Church's Decision Called Commendable

The appointment of the Reverend V. Gene Robinson as the first openly gay bishop in the Episcopal Church is a historic moment for mainline Protestantism in America and for more liberal interpretations of Christianity, say Mary McClintock Fulkerson, a professor in the divinity school, and Kathy Rudy of women's studies.

" All denominations have been struggling with this issue for more than twenty years, and the courage displayed by the Episcopal leadership should be commended," says Rudy, author of the book Sex and the Church: Gender, Homosexuality, and the Transformation of Christian Ethics. "This step is an important one for the continued inclusion of all God's people in the Church body."

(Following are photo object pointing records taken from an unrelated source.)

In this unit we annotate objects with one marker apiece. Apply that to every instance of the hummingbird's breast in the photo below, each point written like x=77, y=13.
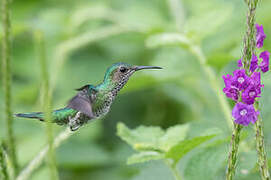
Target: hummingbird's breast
x=102, y=104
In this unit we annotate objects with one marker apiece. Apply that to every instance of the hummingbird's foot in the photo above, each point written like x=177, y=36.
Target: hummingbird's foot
x=74, y=122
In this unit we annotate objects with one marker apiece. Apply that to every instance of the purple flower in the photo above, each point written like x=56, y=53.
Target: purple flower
x=260, y=36
x=265, y=63
x=250, y=93
x=255, y=79
x=244, y=114
x=253, y=63
x=253, y=90
x=239, y=63
x=229, y=90
x=240, y=79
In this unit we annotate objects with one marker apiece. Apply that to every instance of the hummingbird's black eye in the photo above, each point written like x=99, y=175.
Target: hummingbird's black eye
x=123, y=69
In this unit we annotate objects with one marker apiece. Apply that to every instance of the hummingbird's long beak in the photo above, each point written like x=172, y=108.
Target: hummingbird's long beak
x=147, y=67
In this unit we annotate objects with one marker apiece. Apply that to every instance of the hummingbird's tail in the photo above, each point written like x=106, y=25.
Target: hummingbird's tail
x=34, y=115
x=60, y=116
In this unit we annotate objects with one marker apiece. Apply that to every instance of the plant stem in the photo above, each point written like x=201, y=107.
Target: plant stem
x=249, y=49
x=173, y=169
x=6, y=58
x=3, y=165
x=38, y=159
x=196, y=50
x=262, y=159
x=232, y=158
x=47, y=104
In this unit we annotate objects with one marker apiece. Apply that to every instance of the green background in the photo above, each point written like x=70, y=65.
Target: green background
x=84, y=37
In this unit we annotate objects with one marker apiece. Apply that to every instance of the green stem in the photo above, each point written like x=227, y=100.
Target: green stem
x=3, y=165
x=173, y=169
x=196, y=50
x=38, y=159
x=6, y=58
x=232, y=158
x=47, y=104
x=262, y=158
x=249, y=49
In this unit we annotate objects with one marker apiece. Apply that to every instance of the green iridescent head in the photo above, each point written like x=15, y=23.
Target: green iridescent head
x=119, y=73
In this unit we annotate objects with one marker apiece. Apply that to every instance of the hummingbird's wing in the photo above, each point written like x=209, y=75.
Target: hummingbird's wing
x=82, y=102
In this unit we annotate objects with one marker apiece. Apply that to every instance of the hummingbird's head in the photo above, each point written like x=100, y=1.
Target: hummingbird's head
x=118, y=74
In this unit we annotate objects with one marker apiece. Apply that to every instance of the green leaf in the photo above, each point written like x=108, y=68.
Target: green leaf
x=206, y=24
x=142, y=138
x=185, y=146
x=206, y=163
x=144, y=157
x=219, y=60
x=168, y=39
x=173, y=136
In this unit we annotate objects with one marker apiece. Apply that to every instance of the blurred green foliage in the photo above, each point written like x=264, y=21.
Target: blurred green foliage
x=84, y=37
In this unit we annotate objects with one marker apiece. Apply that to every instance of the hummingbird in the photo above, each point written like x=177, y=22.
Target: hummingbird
x=91, y=102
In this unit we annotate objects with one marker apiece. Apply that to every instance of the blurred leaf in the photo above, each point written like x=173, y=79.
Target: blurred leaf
x=144, y=157
x=152, y=138
x=219, y=60
x=168, y=39
x=206, y=24
x=81, y=155
x=142, y=138
x=178, y=151
x=154, y=171
x=206, y=163
x=173, y=136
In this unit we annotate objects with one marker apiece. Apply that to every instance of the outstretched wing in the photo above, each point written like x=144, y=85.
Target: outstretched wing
x=82, y=102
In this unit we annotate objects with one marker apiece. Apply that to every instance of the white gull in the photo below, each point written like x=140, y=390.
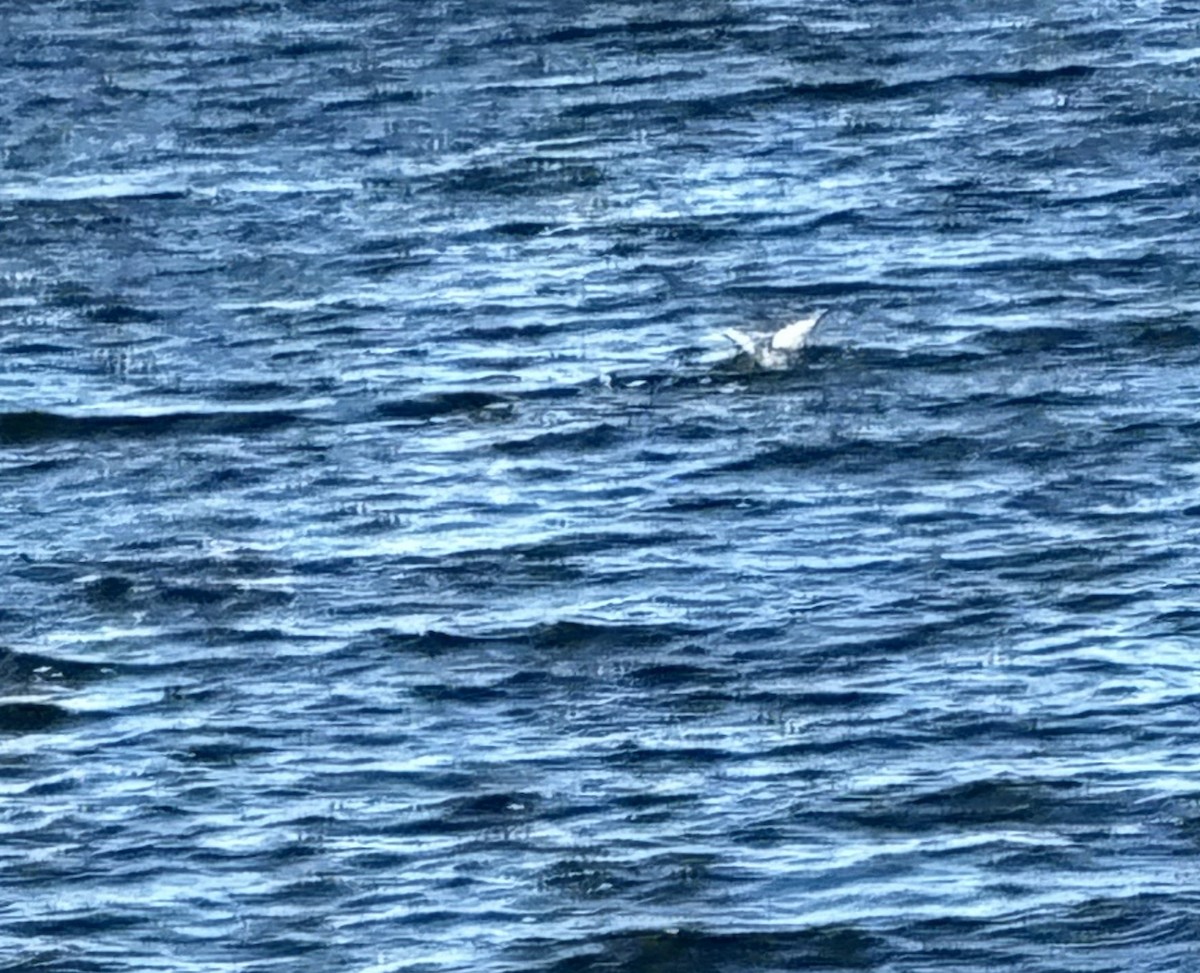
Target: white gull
x=777, y=349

Critics have publicly condemned the Episcopal Church for violating historical interpretations of the Bible by voting to appoint Robinson, but Rudy says the decision was in keeping with church tradition. "The moral teachings of the Episcopal Church are built equally on Scripture and tradition, rendering the denomination's ethical paradigm very flexible and able to respond to the needs and issues of current events. Thus, the denomination has been a worldwide leader in incorporating disenfranchised peoples of all sorts."

Fulkerson agrees, saying liberal interpretations and teachings of the Bible are no less valid than more conservative ones. "You can't even open the Bible and say anything about it without bringing to it a system of moral beliefs and history and culture that inform those words," says Fulkerson, who has written articles challenging theologies that make heterosexuality the norm for Christianity. "All sorts of 'stuff' gets imported into any reading of the Bible."

Just as understandings of sexuality have changed over time, so, too, has the Christian Church, says Fulkerson. An ordained minister in the Presbyterian Church, she chaired her church congregation's task force on human sexuality.

" To make heterosexuality a timeless normative ethical requirement is to ignore that all things human change--and should change," she says. "It is to ignore the ethical imperative to pay attention to whether something in the tradition is no longer timely, appropriate, or right. To absolutize this convention--preferring heterosexuality--is to commit idolatry. It is to make eternal something that is not eternal."